CHAPTER 5: Someone's Hand Around My Neck

"Wow," I muttered, TV remote in hand as I watched "Even Stevens" on the Disney Channel. "That AJ Trauth is really, really, really, really hot." It was the day after Shopping with Lizzie Day, which to me was secretly Pick Lizzie's Head Day. Which sounded really gross and made me think of gorillas, but AJ was on the screen and my brain couldn't come up with something better. I wanted to elope with him. No. I wanted to have a big giant wedding with him and invite Miranda and Jacob so he could see what he was missing.

"He's a FIT," I growled, unhappy with the circumstances.

"A what?" AJ's character, Twitty, said to that little annoying kid.

"A fag in training," I responded absently. I just wasn't getting over it. Which I should have been, right? I was the spitting image of cool; disaffected, smart, socially not popular or unpopular. And I couldn't get over some love interest in a matter of days. Loser. But I would not beat myself up over it, no sirree Bob. No sense in that; I was better than that. And I had other things to attend to. like wearing a "shoulder to cry on" sign around my neck. Yesterday had been particularly hellish, since Lizzie was one of those people who are afraid of second-hand clothes. She found sweaters that looked exactly like the ones she already had and a new purse. Obviously, her clothes were not the root of her issues.

Which got me to wondering why I even cared.



The next two hours ended up putting me in a considerably better mood, what with that Even Stevens marathon and all. 'Am good friend. Can help Lizzie, somehow. Am good friend.' I repeated my new mantra in my head. It had the potential to keep me sane, in an indescribable way. I felt like nothing in my head was connected to the other things in my head. My thoughts were like thousands of little me's just babbling away and not making any sense. So it was perfect that I got a phone call that instant.

"Y'ello?" I answered, pacing and dancing on the wooden kitchen floor like I always did.

"Hey there GordON," an all-too-familiar voice replied.

"Ethan? Er, what's up?"

"I really don't know what I'll say so go ahead and ask anything or say anything," he responded, slightly slurring. 'Oh my God, where did he get the audacity to call me when he was drunk?' Then another thought hit me.

"Ethan, why the hell are you drinking at 2 in the afternoon?" I asked, furrowing my brow.

"GordON, can I come over and talk to you?" He asked. This was unnatural. This was cosmic. This was one thousand little me's chirping "What the hell?!" "What the hell?!" Still, I had sanity in my grip and came up with an appropriate reply.

"How about you stay put and I come over there?" I suggested.

"Okay, man. Are you, I mean. yeah, address?"

"Yeah, Ethan, I know where you live." And I thanked God for this, too, since there was no doubt that Ethan's directions would put me in a river somewhere.

"All right. Later, man." Click. The confusion was maddening. I was sure the headlines would read "Young Boy Dies of Confusion!" I knew it would be a painful death.

I then repeated my mantra, narrowed down slightly. 'Am good friend. Am good friend.' It helped slightly and I exited the house, headed for the Craft residence.

Something interesting about the walk to Ethan's was that it took me past Kate's house, who, if she had known where I was going, would have wished she were me. Kate wanted Ethan more than ever before and there was little doubt that he wanted her, too. Miranda was now taken and the buzz on Lizzie was that she was being "weird," so Ethan had little to choose from. I kicked at the sidewalk. No one ever wanted me.

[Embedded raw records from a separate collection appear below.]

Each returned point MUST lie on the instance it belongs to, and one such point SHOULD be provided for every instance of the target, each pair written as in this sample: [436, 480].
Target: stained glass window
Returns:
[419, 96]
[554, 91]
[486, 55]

In no time I was on Ethan Craft's doorstep, otherwise known to teenyboppers as the Gates of Heaven. I rang the doorbell once, twice, thrice before he answered. As I entered the house, I found The Suspect in Question to be in a much better physical state than I expected him to be. And then I had my Sad, Startling Thought of the Day: 'Perhaps he will actually say something that I have to listen to.'

He did. Well, sort of.

"Hey GordON, sit down, pour yourself a drink," he said, flopping on the couch and gesturing to the array of bottles before him, both alcoholic and non-alcoholic.

"No thanks, not thirsty." I replied, relaxing myself on the other end of the couch. He shrugged. "So uh, Ethan, what's up?"

"Well, GordON, you're gay, right?"

"Yeah, last time I checked," I responded, wandering into AJ-Land.

"Well, you see." he started, with that perpetual puzzled expression on his face.

And then he was on top of me. His mouth tasted like alcohol and chocolate and metal, he had one hand on the back of my neck and another on my chest. Within ten seconds it was over, leaving me wondering (again) about what was going on. Had I actually LIKED kissing Ethan Craft?

"Hey, sorry, GordON, man," Ethan apologized, looking uncommonly vulnerable. He seemed to be torn between speaking and silence, and I didn't know what to do. This new layer to Ethan made him strangely attractive. I suddenly wanted to make him feel better, though I had no idea whether his behavior was some effect of the alcohol.